Миксы — страница 18 из 39

– Иди, – сказала Лера. – Ну?

Валерик не мог заставить себя выйти, он боялся за Даньку. Ещё вчера он, наверное, вышел бы – но не теперь, когда у ребёнка было настоящее имя. Потому что имя "Валера", казалось, исчерпало свои возможности, порвалось как короткая плёнка, которую пытались натянуть на большой парник.

– Иди! – Лера злилась. – Думаешь, буду кормить при тебе?

Голодный Даня плакал, чувствуя близкое молоко.

Валерик вышел в большую комнату, прикрыл за собой дверь и сел на диван, обхватив голову руками.

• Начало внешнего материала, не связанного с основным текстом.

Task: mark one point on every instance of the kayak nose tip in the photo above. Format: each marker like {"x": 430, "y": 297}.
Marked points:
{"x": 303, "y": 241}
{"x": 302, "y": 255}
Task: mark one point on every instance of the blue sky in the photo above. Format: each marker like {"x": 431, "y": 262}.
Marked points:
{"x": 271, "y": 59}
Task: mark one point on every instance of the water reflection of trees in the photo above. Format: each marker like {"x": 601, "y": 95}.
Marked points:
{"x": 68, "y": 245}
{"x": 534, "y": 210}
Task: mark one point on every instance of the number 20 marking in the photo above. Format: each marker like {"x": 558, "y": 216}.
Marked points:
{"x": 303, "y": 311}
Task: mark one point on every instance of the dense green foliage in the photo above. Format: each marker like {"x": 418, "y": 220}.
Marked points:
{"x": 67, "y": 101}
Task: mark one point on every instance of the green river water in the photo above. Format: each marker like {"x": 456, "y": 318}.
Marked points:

Даня плакал, и казалось, что теперь он плачет ещё горше, чем прежде. Ему, наверное, не нравился резкий и чужой запах матери, её изменившиеся интонации и движения. Он отказывался есть, а Лера ругала его.

Малыш капризничал долго, Лерина ругань стихла, превратившись во что-то жалобное, кажется, даже со всхлипами. Потом Данька затих. Тишина ещё раза два или три прерывалась его взволнованными всхлипами, потом установилась окончательно.

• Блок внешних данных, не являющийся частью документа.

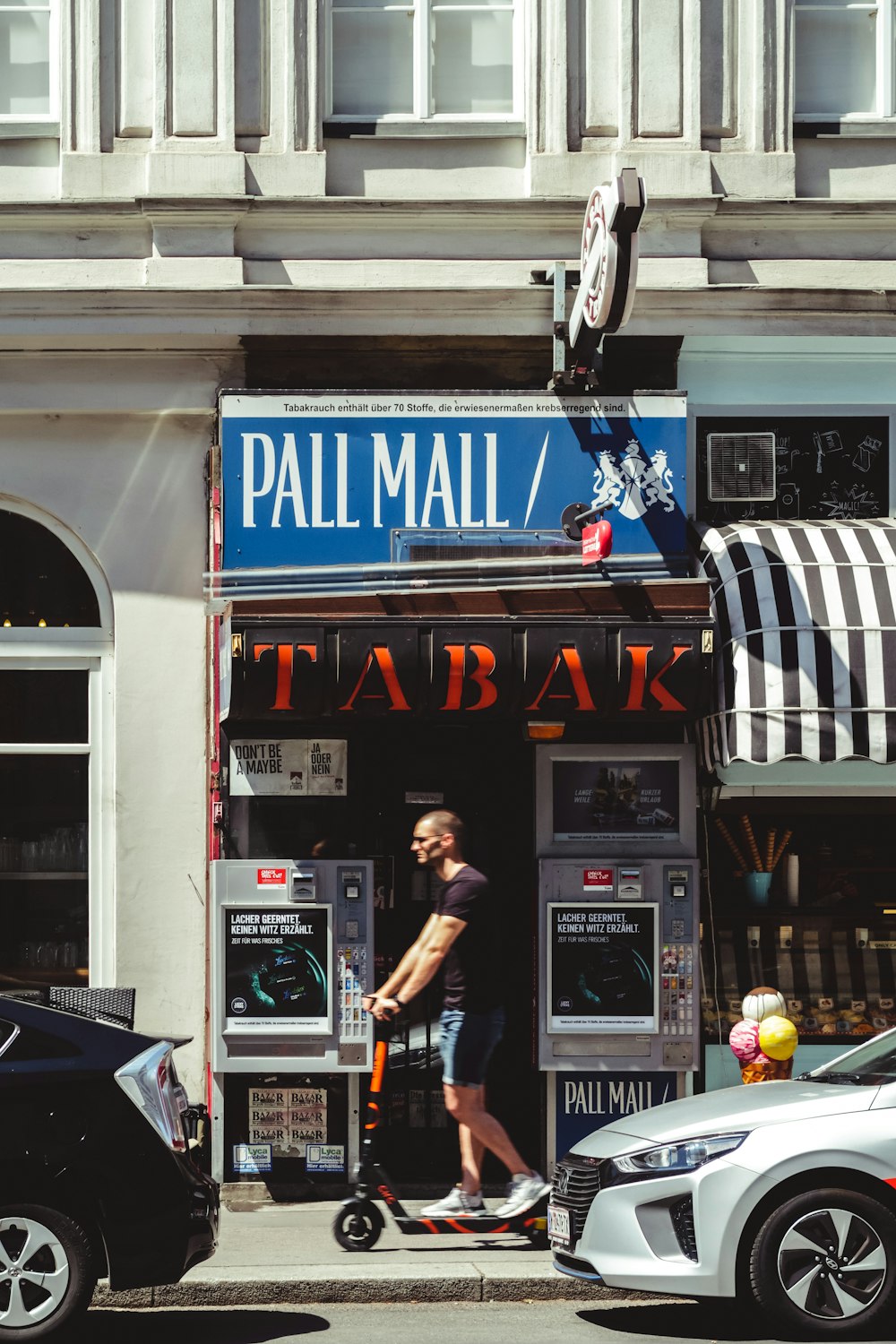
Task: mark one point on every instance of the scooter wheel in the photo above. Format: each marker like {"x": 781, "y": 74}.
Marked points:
{"x": 358, "y": 1225}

Валерик отнял руки от головы. Он ждал пять, десять, пятнадцать минут – всё было тихо. Вышел на крыльцо, постоял, думая, что прохладный ночной воздух его успокоит – не помогло. Ночь была душной, паркой, навязчивой, как попрошайка. Она давила темнотой и теплом, не давала свободно вздохнуть и только усиливала Валерикову тревогу.

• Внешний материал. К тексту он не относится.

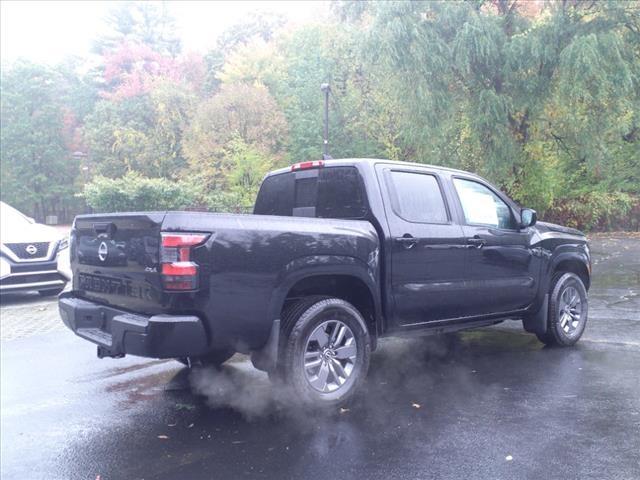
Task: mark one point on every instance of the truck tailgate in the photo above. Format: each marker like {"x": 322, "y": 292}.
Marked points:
{"x": 115, "y": 259}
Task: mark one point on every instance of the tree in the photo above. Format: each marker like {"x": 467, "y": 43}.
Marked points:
{"x": 238, "y": 112}
{"x": 536, "y": 100}
{"x": 143, "y": 133}
{"x": 38, "y": 172}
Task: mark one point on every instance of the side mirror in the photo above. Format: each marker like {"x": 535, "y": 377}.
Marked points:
{"x": 528, "y": 217}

Он запер двери – по привычке, не отдавая себе в этом отчёта, и вернулся к своей неразобранной постели. В Лериной комнате было без изменений тихо, но свет ещё горел: тонкая полоска пробивалась под дверью.

Валерик не выдержал, сунулся посмотреть. Створка двери предательски скрипнула и зашуршала, цепляясь за дощатый пол.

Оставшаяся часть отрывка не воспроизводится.